Great boxing matches last night. Amazing three fights between six contenders. All six fighters showed skill, determination, courage and most importantly, heart. Through pain, blood, sweat, broken hands, dislocated shoulders, hard jabs and smooth blows each athlete countered, threw lefts and rights, they came back into the center of the ring from their corners after every bell with renewed vigor, aplomb and nothing short of sheer willingness and faith in their talent and stamina. My Kudos goes to the sportsmanship and professionalism shown, the brutality and finesse defined in each and every round and the warrior spirit in all these men.
First fight: Thurman vs. Chavez (Argentina) welterweight knockdown and out in the 10th by Thurman.
Second fight: Figueroa vs. Arakawa (Japan) lightweight unanimous decision for Figueroa.
Headliner: Soto Karass vs. Berto welterweight technical knockout in the 12th round after Karass left hooked Berto and the fight was stopped.
I may not seem like a boxing fan, according to some who don’t know this about me, but it’s the most natural Saturday evening thing for me to watch with my husband – and before that – as a kid and teen with my dad.
I grew up watching boxing, ice hockey and Monty Python with my dad. I also was his first mate on our boat, fished in the wee hours frequently, clammed by his side, learned how to clean a fish, make a bonfire anywhere, start a fire for grilling without charcoal or lighter fluid, how to appreciate precision and balance in math, building and design, plus he took me ice skating in freezing arenas and ponds or lap swimming in heated pools, two to three evenings a week. We usually watched our sports in my mom’s upstairs teeny sewing room on the daybed. I remember the television was a very small, portable black and white model with adjustable antennae. I treasured those moments, even then.

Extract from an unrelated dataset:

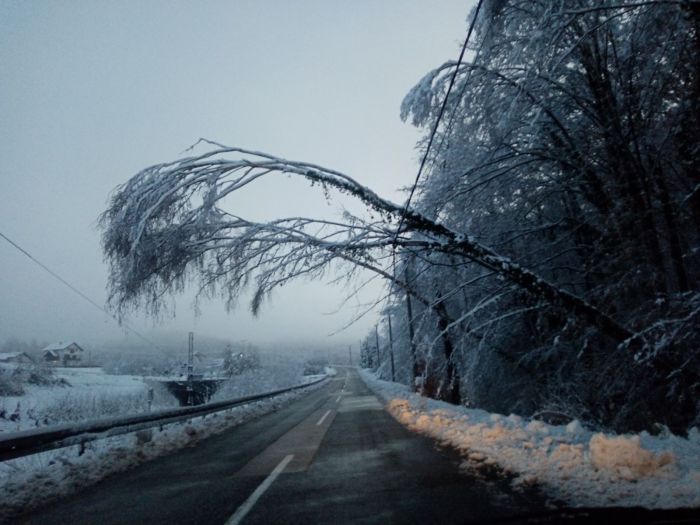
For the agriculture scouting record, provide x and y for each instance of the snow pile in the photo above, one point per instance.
(568, 462)
(32, 481)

Boxing stories are most always about an underdog or a poor immigrant kid making his way up the ranks of an even harder, harsher ladder in the ring. There are always tales of inspiration from a relative, interested teacher or mentor. Included in his rise to the bout “you are about to see” are statistics, recent setbacks that might mess with his emotional head or a long line of ups and downs in his personal life that require he win this fight or risk losing everything.
Drama, story, physicality, aggression, mental training, strategy, fan favorites, political or national prejudice, strength, steadfastness and “expect the unexpected” are all part of the spectacle.
I enjoy the rumble and the show. I am interested in the humble backgrounds. I take pleasure in the simplicity of the stage. I delight in the emotion of the win, either by violent knockdown, a disputed technical knockout or the subjective and often times but not always merited judge’s decision.
Boxing is driven by spontaneity. It is the epitome of earnestness. It is the height of human force, speed, alertness and muscular power. It is a clash of titans of equal weight. I suppose it’s heathenish of me to enjoy boxing so much. Alas, I am pagan in many ways so don’t be so shocked.
Boxing is a world of intimacy – a human sport based on primal emotion, edged into the arena of public display via a technicality called the arbitrary rules of the ring. I am entertained by its crude yet chivalrous game and its players’ climb to glory for a brief moment in history.
No wonder I love hockey with all the outbreaks of impromptu fighting peppered throughout a typical three period game.